Die ganze Schweiz spricht vom Atomausstieg. Dabei gibt es ein Problem, aus dem nicht einfach so ausgestiegen werden kann: der Atommüll.

Die vier Schweizer Atomkraftwerke (AKW) produzieren seit 1969 Jahr für Jahr tonnenweise radioaktiven Abfall und niemand weiss genau wohin damit. Wird dann vom Bund mal ein Standort vorgeschlagen, ist der Protest schon vorprogrammiert! Lagern: ja! Nur nicht vor meiner Haustür.

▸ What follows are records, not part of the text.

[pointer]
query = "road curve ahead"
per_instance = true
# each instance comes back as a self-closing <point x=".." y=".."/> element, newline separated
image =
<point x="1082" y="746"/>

Das Schweizer Kernenergiegesetz schreibt klar vor, dass der in der Schweiz angefallene radioaktive Abfall auch in der Schweiz gelagert werden muss. Die Menge, die aus den AKWs, der Medizin und der Forschung zusammenkommt, beträgt bis zum Atomausstieg nach Schätzungen von Experten wohl das Volumen der Bahnhofhalle Zürich. Schon jetzt haben sich tonnenweise Abfall angesammelt, die in einem oberirdischen Zwischenlager im Kanton Aargau verstaut sind. Doch da können sie nicht bleiben, denn das gefährliche Zeug strahlt Jahrtausende lang. Und der Abfallhaufen wird immer grösser. Also muss ein atomares Endlager her. Eingebuddelt in Gestein in bis zu 500 Meter in die Erde.

Die Nagra (Nationale Genossenschaft für die Lagerung radioaktiver Abfälle) sucht seit Jahrzehnten nach einem geeigneten Standort. Millionen an Steuergeldern wurden in geologische Untersuchungen gesteckt. Und doch sind wir noch nicht weiter. Denn überall gibt es Widerstand. Zuerst war es der Kanton Nidwalden, der sich jahrzehntelang gegen ein Lager gesträubt hat. Zwei Volksabstimmungen 1995 und 2002 waren überaus deutlich. 2011 hat auch der Kanton Waadt dem Bund eine klare Absage erteilt. Die Diskussion ist emotional. Die Kinder sollten nicht neben einem solchen Lager aufwachsen oder gar in der Nähe spielen. Dazu komme, dass die Sicherheit noch nicht gewährleistet sei. Doch wie auch? Auf der ganzen Welt wurde noch kein Endlager in Betrieb genommen. Finnland wird in wenigen Jahren als Pionierland in die Geschichte eingehen. Doch irgendwann muss die Schweiz damit anfangen!

Und da kommen Gegner mit der glänzenden Idee, den unbeliebten Müll einfach auszuschaffen. Schliesslich habe die Schweiz das Geld und es gäbe Länder, die weniger dicht besiedelt seien. Dieselben Leute, die dies sagen, haben meist jahrelang von günstigem Strom aus der Steckdose profitiert. Den Abfall möchten sie aber ausschaffen. Denn aus den Augen, aus dem Sinn.

Seit Dezember 2011 läuft nun aber endlich die zweite Etappe der Standortbestimmung für ein Tiefenlager. Es kommt wieder Schwung in die Sache. Viele Umweltorganisationen zeigen Kooperationsbereitschaft. Zusätzlich wurde den Gemeinden das Vetorecht entzogen. Die Proteste sind aber dadurch nicht verstummt. Noch immer haben einige Schweizerinnen und Schweizer das Gefühl, dass das Atommüllendlager nicht vor die eigene, sondern bitte vor die Haustür von jemand anderem gebaut werden soll.